The reader who asked me the questions in the first part of this series of essays asked whether or not a sensation of Being "cut off" the bad-thinking process at the root, that is, relieved us of the struggle with our ordinary selves, lives, and reactions.
Of course this isn't the case. Our ordinary self is on the order of what we bring to purgatory; the punishment we live with for what we are, and, as I have pointed out many times, a just punishment. Gurdjieff himself alluded to this fact when a man did something wrong to others in the work and they asked him to punish the man. "He is who he is," Gurdjieff replied. "That is punishment enough." We are punishment enough for our own selves; but we only absorb this lesson of our personal purgatory if we are conscious enough to see ourselves and become separate from this punishment which is our ordinary being; and we only do that with the assistance of a finer energy.
All of this is related to the path of conscience and the path of sorrow, and there is no other high path to follow. All the paths of bliss, ecstasy, peace, and happiness are lower paths; this is why Meister Eckhart said, For a man to have a peaceful life is good, but for a man to have a life of pain in patience is better; but that a man should have peace in a life of pain is best. (Sermon 69).
The point is that the higher energy provides what Gurdjieff called, allegorically, a teskooano; a telescope through which we can see what takes place on a lower level. That is to say, everything that proceeds, still proceeds; but the inner parts have gained a distance from it that can see the proceedings objectively.
This is simply one of the utilitarian, or practical, reasons that we need to become open to the inflow; put in Christian terms, which are more religious and less technical, it enables us to see our sin. It does not free us from our sin or eliminate it; rather, it highlights it. And it is naïve of us to presume that we do not have sin, that there is no subjectivity, no ego, or that these things can be easily repaired within this life. This life is there for us to see those parts and tolerate them, not get rid of them, overcome them, and then stand triumphantly on a hill of blazing light showing others how good we have become. I know there are inner works that seem to aim at this; but I am not part of the feel-good crew, as many already know. I am reminded of the Tibetan master Dzongsar Jamyang Khyentse, whose extraordinary article not for happiness in the January 2013 issue of Shambhala Sun, actually told the truth about such things for a change: a shocking condition indeed.
I urge every reader to read this article. You will understand how truly serious Buddhism can be once you are finished.

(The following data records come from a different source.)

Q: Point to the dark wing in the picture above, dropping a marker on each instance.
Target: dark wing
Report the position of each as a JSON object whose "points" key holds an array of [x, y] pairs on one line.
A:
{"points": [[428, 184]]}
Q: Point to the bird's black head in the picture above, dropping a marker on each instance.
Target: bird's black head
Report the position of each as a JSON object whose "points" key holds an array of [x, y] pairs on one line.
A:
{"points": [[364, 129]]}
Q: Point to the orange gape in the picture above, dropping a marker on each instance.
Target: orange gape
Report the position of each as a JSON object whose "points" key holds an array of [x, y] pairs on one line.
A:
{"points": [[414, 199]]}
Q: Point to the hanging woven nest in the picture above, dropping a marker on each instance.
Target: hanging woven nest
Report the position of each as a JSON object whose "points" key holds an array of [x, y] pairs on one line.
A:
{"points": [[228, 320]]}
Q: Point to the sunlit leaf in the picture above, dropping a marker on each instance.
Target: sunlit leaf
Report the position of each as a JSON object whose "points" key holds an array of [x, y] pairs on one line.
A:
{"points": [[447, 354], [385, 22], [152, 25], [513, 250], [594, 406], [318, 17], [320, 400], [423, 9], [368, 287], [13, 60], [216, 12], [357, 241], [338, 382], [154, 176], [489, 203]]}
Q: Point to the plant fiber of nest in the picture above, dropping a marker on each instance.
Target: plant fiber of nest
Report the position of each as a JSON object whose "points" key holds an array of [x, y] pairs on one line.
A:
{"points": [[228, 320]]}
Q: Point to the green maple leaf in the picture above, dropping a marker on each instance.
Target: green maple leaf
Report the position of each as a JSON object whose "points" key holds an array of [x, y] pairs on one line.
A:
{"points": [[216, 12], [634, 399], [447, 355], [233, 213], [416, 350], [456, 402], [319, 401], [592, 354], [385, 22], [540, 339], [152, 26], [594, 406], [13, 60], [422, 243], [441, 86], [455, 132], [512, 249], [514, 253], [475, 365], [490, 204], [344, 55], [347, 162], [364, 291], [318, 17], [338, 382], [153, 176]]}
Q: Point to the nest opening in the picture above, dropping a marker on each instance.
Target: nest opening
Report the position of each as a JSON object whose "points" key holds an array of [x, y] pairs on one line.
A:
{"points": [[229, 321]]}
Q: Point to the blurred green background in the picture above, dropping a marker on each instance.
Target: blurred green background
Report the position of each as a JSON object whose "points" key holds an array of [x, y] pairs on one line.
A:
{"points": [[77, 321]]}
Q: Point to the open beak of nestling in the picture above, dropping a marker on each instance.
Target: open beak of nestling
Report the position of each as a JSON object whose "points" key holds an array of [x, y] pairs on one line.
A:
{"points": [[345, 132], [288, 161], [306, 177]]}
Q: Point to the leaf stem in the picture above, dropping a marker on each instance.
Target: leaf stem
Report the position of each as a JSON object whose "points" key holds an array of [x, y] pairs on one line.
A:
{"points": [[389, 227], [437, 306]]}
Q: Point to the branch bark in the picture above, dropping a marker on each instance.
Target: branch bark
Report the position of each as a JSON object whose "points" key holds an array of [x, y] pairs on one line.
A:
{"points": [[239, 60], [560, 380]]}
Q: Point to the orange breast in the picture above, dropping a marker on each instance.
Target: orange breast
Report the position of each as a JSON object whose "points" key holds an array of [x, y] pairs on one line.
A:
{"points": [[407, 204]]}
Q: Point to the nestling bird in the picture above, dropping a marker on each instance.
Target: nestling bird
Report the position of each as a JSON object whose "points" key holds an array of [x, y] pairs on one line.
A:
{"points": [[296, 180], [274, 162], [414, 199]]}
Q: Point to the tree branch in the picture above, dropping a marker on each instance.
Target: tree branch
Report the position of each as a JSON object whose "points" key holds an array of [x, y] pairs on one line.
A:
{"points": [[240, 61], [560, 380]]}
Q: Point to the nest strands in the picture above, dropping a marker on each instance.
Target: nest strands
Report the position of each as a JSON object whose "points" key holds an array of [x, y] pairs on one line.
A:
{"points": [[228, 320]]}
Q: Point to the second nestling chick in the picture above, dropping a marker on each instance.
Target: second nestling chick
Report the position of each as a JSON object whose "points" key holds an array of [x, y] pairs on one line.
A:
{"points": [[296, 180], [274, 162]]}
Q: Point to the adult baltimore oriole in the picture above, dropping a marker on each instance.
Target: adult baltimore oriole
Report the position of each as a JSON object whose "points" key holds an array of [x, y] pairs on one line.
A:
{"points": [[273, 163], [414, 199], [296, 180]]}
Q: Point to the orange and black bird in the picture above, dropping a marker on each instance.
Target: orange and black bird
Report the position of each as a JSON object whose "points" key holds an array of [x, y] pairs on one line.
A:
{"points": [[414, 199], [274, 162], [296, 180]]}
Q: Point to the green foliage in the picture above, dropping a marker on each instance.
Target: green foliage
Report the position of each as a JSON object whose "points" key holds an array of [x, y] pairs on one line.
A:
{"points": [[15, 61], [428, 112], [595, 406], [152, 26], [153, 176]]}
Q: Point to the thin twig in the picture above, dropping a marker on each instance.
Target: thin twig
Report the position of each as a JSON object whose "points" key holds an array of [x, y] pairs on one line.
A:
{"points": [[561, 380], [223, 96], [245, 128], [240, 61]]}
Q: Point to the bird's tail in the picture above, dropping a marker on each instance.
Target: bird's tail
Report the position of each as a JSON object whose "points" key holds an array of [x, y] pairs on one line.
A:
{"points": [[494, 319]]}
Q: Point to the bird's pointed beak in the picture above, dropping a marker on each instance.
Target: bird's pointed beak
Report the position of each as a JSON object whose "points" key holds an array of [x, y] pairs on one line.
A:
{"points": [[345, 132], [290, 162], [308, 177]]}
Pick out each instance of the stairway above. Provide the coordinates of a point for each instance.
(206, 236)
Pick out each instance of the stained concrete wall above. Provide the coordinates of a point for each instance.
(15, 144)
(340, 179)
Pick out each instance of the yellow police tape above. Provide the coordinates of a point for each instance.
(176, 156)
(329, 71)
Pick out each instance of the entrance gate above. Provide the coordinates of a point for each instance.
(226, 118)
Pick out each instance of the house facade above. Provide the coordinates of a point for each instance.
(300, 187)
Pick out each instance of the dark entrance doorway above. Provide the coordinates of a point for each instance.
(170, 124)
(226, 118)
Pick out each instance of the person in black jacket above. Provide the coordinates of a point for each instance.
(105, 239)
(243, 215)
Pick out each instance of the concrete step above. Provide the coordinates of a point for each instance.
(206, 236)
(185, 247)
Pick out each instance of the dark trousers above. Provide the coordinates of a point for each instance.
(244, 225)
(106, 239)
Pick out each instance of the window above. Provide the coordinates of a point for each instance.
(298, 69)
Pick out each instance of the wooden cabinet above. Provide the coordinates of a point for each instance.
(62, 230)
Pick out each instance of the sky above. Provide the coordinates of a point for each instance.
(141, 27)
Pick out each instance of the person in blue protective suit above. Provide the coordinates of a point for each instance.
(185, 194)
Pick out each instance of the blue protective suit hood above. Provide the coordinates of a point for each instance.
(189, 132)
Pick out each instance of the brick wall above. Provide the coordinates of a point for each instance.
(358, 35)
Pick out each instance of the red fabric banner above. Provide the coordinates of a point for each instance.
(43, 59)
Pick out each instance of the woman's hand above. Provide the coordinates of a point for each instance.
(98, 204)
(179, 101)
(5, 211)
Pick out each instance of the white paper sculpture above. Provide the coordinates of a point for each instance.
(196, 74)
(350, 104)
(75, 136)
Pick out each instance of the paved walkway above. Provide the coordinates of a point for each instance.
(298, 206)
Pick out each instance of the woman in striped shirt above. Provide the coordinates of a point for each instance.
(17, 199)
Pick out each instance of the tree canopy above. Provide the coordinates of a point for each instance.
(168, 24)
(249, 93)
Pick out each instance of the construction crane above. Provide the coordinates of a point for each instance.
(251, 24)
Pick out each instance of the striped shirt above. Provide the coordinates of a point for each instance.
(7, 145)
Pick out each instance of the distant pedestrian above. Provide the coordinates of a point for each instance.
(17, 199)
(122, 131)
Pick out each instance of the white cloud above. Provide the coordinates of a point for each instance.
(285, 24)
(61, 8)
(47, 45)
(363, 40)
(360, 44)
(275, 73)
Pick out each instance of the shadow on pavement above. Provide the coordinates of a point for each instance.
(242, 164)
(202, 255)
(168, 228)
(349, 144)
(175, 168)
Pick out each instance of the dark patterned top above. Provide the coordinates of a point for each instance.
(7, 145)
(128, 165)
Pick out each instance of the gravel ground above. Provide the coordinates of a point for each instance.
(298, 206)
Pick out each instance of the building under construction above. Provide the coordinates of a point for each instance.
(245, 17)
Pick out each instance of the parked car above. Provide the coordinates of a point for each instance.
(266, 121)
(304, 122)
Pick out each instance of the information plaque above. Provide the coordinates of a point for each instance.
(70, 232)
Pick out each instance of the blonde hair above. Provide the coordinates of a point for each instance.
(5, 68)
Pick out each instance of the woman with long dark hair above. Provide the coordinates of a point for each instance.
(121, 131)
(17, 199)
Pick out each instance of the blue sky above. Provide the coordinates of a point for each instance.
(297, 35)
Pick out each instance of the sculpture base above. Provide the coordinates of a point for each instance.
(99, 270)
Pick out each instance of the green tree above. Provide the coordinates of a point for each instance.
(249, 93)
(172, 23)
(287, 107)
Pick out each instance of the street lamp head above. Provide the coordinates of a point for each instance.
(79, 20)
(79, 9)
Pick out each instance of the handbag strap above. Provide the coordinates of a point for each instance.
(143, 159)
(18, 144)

Well then, we open to this finer energy not for ourselves — at any rate, not so we will feel good or be better people — but so that we will see just what kind of bad people we are. This is not a depressing action if we are supported by grace; rather, it is liberation, because it is only in discovering the actual bad in us, as opposed to the imaginary bad — which is what we are almost always hypnotized by — that we can turn our faces towards the good.
As Swedenborg explained, the bad always exists to turn us towards the good; and in this strange way, we can be grateful for it.